BIOS601 AGENDA: Thu Tue Tue Thu 01 06 08 13, 2015
[updated Sept 28, 2015]
Agenda for October Thu Tue Tue Thu 01 06 08 13, 2015
- Discussion of issues
in JH's
Notes and assignment on
Likelihood estimation
Answers to be handed in for:
(Supplementary) Exercises 3.1, 3.2, 3.3, 3.4, 3.5, 3.7, 3.8, 3.9
Remarks on Notes:
These notes were developed to supplement the Clayton and Hills chapter,
which was aimed at epidemiologists, and which does not give the
derivations (the 'wiring' and 'theory') below the results (the user's view of the car).
Even if you have, in your previous mathematical-statistics courses,
covered Likelihood, Maximum Likelihood (ML) and
Maximum Likelihood estimators (MLEs), it is unlikely
that they were presented to you in the same way as JH introduces them
here through this series of exercises. These exercises are designed to
reinforce the point that a likelihood is (proportional to) the probability,
itself a function of theta, of observing the data or outcomes we did observe,
and that the component probabilities in the product (we sum their logs
to obtain an overall log-likelihood)
are not always of the simple form
pdf(y). Many of JH's examples involved 'binned' data, where the corresponding
probabilities can not be accurately approximated by rectangles, ie by
pdfs at the data-values (the y's) multiplied by a delta-y. Instead, they
are calculated as integrals. And in some cases, as when we have right- or
left-censored data, the integral can be over an open-ended interval.

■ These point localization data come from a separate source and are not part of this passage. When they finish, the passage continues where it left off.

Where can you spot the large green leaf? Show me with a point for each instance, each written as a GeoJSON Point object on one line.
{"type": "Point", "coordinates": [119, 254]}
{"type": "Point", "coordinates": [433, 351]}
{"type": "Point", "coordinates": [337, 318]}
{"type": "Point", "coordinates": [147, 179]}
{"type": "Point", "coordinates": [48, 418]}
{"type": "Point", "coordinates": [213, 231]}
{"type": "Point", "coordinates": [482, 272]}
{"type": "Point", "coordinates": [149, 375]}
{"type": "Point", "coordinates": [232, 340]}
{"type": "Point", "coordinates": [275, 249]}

A big attraction of the Likelihood approach is its ability
to obtain information on a parameter by
combining information of different types.
The exercises are also designed to reinforce the point that
not all
MLEs have a closed form.
JH will (and you should) try to distinguish between
estimator
(a procedure, formula, etc) and
estimate, the numerical result
of applied this estimator to data. Of course, the
abbreviation MLE stands for both the estimator and the estimate.
Remarks on assigned exercises .
3.1 Daniel Bernoulli's example.
See Notes. Apart from the intent to bring in a bit of history, this is also and example
where someone has worked out the likelihood and maximized it by brute force, but you
can simply use R. From what JH gathers from others, optimize is recommended for 1-D problems, and
optim for higher dimensional problems.
3.2 Fisher's example of measurement errors.
The measurement errors are grouped into classes (bins).
Usually we use bins of our own choosing, for convenience,
e.g., age bins 15-20, 20-25, etc,
or annual income brackets $20K-$40K, 40K-60K, etc... sometimes open ended.
What's different here is that, because Fisher is dealing with a 'symmetric about 0
Normal distribution', he puts the errors between -1 and 0 in the same bin as
those between 0 and 1;
likewise he puts the errors between -2 and -1 in the same bin as
those between 1 and 2. He is cutting down on his
numerical work, using absolute errors,
since the expected proportion in a 'left of 0' 1-unit wide bin should be the same
as the proportion in its 'right of 0' counterpart.
In this example, the frequency data are multinomial,
so there is one joint probability,
involving the usual product of probabilities, each one an integral.
Its log will be a sum, but with some dependence.
But, in other cases
(e.g., the dilution experiment, or meta-analysis),
we merge likelihoods from independent datasets or observations.
Usually, when we learn likelihood, each bin is very narrow
(eg someone's height or weight is to the nearest cm or Kg)
so the prob. mass in the bin is closely
approximated by the pdf(mid-bin) x the width of the bin =
pdf(y) x dy.
But this is not the case here; while you might get a
reasonable approximation to some bin probabilities
using the area in a rectangle, it won't work very well
for others, and it won't work at all for the (effectively)
open-ended bins.
I expect you will realize that there is no closed-form expression
for the MLE of sigma-squared or sigma, so you can instead
plot the Log-likelihood and visually find the MLE.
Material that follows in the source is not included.